なべ。
いつものバス停にて――
「これから寒くなると鍋の季節――友達と鍋をつつく時に横暴な鍋奉行にならないようにするには――か」
月夜がそんな記事を読んでいると、
「ナベいいよね~。イブキさんもダイスキだよぉ~」
「でしょ、でしょ!」
「「断ゼン――」
「肉「サカナだよね~」」
二人ともまったく同時に言葉を言い放つ!
「月夜ってニクけ~なんだ……」
「イブキって魚介系なんだ……」
お互い向き合って相手を指さしながら、呟く。
「だって冬っていったらサカナさんでしょ! カキとかエビとかウマミのでるやつをいれてヤサイいれてさ~」
「え~。

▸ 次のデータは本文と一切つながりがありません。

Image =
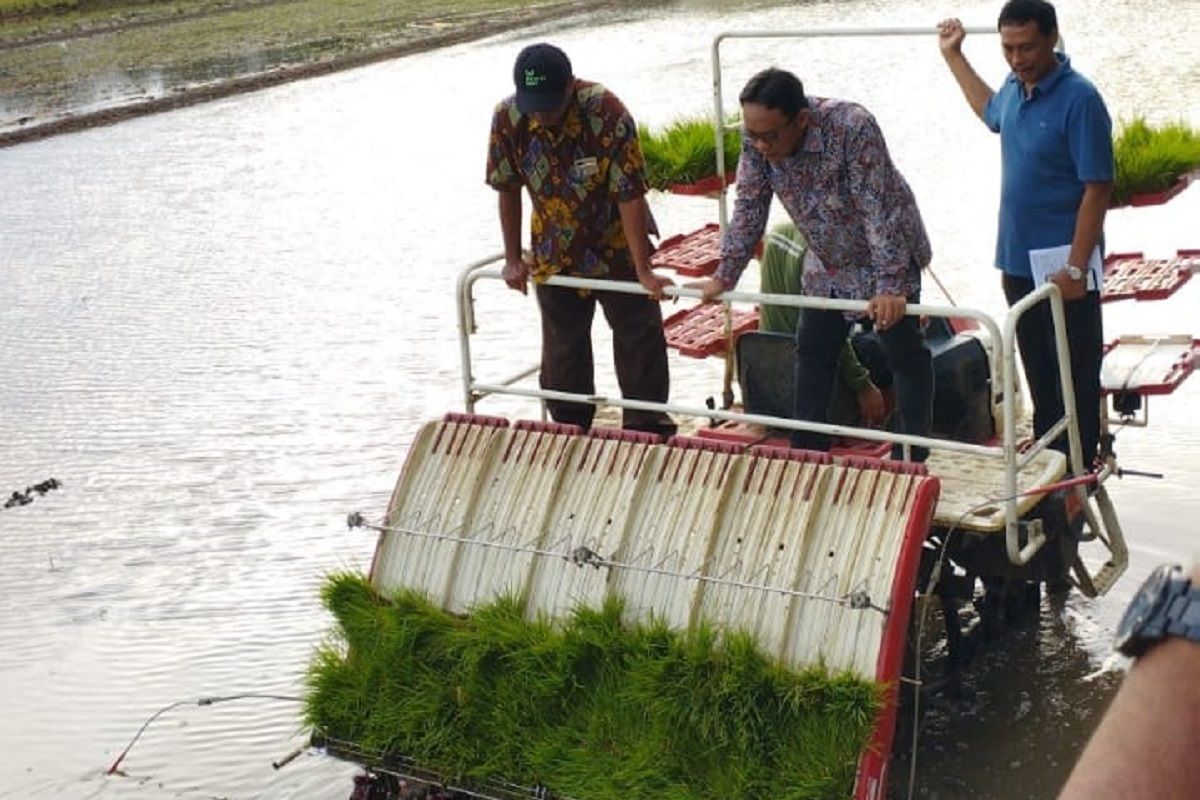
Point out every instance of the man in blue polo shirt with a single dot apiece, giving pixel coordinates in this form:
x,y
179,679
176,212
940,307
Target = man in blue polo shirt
x,y
1056,163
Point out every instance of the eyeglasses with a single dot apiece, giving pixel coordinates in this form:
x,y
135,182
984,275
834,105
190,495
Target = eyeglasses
x,y
767,137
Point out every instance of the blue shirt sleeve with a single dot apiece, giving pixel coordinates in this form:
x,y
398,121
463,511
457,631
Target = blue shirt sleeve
x,y
1090,138
991,110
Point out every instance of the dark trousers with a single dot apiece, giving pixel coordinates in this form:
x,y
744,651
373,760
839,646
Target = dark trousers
x,y
820,337
1085,338
639,350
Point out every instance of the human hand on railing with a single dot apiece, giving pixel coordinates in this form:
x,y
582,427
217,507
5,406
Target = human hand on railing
x,y
886,310
516,274
1069,287
654,283
951,35
709,288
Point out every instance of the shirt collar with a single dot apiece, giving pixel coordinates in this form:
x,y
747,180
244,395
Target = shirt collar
x,y
814,138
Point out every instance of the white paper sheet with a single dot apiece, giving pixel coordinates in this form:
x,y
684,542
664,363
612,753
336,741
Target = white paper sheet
x,y
1047,262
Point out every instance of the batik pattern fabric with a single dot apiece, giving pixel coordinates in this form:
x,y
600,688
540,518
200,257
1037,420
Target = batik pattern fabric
x,y
846,197
576,173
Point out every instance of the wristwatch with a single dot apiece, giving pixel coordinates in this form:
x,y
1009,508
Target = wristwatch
x,y
1165,605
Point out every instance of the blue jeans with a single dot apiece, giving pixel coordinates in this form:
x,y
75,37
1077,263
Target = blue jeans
x,y
820,336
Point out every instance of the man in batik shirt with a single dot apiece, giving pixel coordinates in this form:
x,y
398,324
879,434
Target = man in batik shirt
x,y
828,164
571,144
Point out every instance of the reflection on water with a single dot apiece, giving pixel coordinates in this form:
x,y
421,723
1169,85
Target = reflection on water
x,y
221,328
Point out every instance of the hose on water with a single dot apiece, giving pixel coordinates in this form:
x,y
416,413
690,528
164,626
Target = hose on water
x,y
203,701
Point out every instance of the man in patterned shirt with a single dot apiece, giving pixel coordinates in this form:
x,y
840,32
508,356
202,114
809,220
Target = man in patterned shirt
x,y
571,144
827,162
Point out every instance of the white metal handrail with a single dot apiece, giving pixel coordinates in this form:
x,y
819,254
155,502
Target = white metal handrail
x,y
1006,340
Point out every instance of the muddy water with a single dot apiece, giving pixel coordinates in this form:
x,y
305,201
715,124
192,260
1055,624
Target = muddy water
x,y
221,328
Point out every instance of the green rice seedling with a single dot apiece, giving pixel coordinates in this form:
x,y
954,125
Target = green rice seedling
x,y
593,707
1152,158
685,151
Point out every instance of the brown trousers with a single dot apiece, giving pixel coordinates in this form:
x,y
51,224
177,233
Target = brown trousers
x,y
639,350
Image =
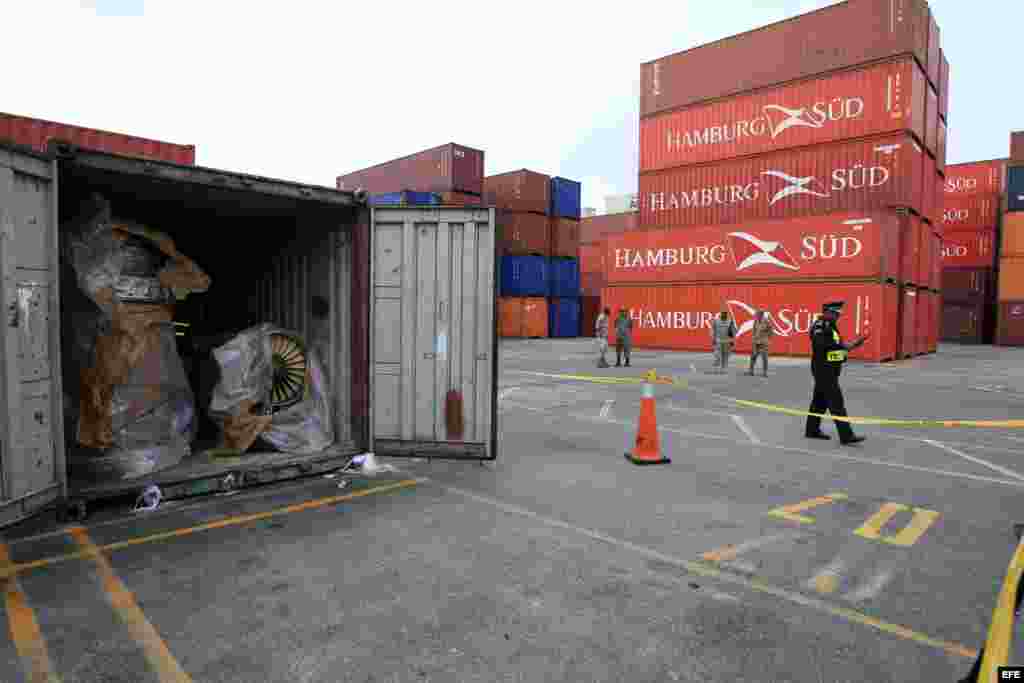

生臭くなるじゃん」
「ニクのにおいよりマシだよ! ナベがしろくにごるし、へんなアクうくし……ニクなんていれるひとはシロ~トだよっ!」
「でも、タラとかアンコウとか小骨多くて苦手なんじゃない? イブキは」
「タラはちょっと……アンコウはホネもたべれるからヘ~キだよ。みためグロいけど……」
「へ~」
「シイタケとかいれて、あのシャクシャクしたカンショクがすきなんだよね~」
「でも男性はどっちかってゆ~と魚介より肉派が多いみたいよ」
そういって月夜はスマホでアンケ~ト結果を見せる。
「イブキさんもナベにニクいれよっと」
そこは変わり身が早いイブキだった。